有陣涼風吹進來,飯團打了個響亮的噴嚏,小包子立刻往門邊跑:“包包關門,包包關門!”
別墅的大門被小包子使出吃奶的勁給關上,卻擋不住的時不時爆出的吵鬧聲,三個孩子的聲音此起彼伏,穆曦吃完飯坐在沙發上,看著三個小家伙各自抱著自己的小碗在使勁的吃,保姆時不時的提醒吃慢點,她的臉上忍不住露出點笑容,無意中抬眸,看到李晉揚隔著餐桌看著她,穆曦對他齜牙,露出白白的牙齒,其實就是說是在恥笑他。李晉揚別過臉低笑,然后對著她做了個你等著的手勢,穆曦繼續挑釁,不怕。
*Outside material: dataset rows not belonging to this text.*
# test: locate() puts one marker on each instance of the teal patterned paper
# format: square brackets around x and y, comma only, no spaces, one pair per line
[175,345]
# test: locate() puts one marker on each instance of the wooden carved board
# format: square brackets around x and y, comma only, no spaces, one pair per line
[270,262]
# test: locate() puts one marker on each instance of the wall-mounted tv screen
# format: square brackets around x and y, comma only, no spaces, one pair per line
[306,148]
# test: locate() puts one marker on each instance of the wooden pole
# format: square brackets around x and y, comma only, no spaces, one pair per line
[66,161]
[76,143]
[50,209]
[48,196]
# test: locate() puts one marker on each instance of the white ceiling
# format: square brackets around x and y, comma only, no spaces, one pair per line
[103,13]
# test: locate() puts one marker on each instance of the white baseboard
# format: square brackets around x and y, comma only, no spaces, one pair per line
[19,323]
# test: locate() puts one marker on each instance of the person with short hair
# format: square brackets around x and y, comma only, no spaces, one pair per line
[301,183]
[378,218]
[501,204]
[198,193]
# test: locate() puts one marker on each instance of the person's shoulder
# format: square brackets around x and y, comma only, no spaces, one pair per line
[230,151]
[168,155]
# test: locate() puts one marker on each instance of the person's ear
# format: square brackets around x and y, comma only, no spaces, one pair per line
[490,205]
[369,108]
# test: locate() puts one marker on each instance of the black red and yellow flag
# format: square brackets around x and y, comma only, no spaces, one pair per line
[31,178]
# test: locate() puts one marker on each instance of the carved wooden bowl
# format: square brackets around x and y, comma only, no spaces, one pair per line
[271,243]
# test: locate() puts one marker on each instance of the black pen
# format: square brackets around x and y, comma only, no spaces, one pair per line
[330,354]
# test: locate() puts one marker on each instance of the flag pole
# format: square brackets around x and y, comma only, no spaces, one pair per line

夜深人靜,三個小家伙陸續睡了,主臥內的大床上,兩個人影相互糾纏,呢喃和低吟不斷,一方抱著另一方,極盡所能的貼近對方,重疊的人影,低低的喘息,止不住的抽泣,待風平浪靜后,穆曦才抽咽著趴在李晉揚懷里瞇了一會,半睡半醒之間,李晉揚聽到她抽抽搭搭委委屈屈的呢喃了一聲:“老公……”
李晉揚近來一直好眠,借著床頭燈看了看她緋紅的小臉,伸手撥開她貼在臉上的頭發,往懷里攬了攬,輕輕說了一聲:“我在,我的曦曦!”
清晨的第一聲鳥鳴打破夜的沉靜,天邊一抹微白,天亮了。
“媽媽……”
“爸爸,媽媽……”
“媽媽,我要噓噓……”
李晉揚家的別墅內,一大早的,三個小奶娃鬧的上下雞飛狗跳,娃娃的吵鬧聲不絕于耳,新的一天又開始了。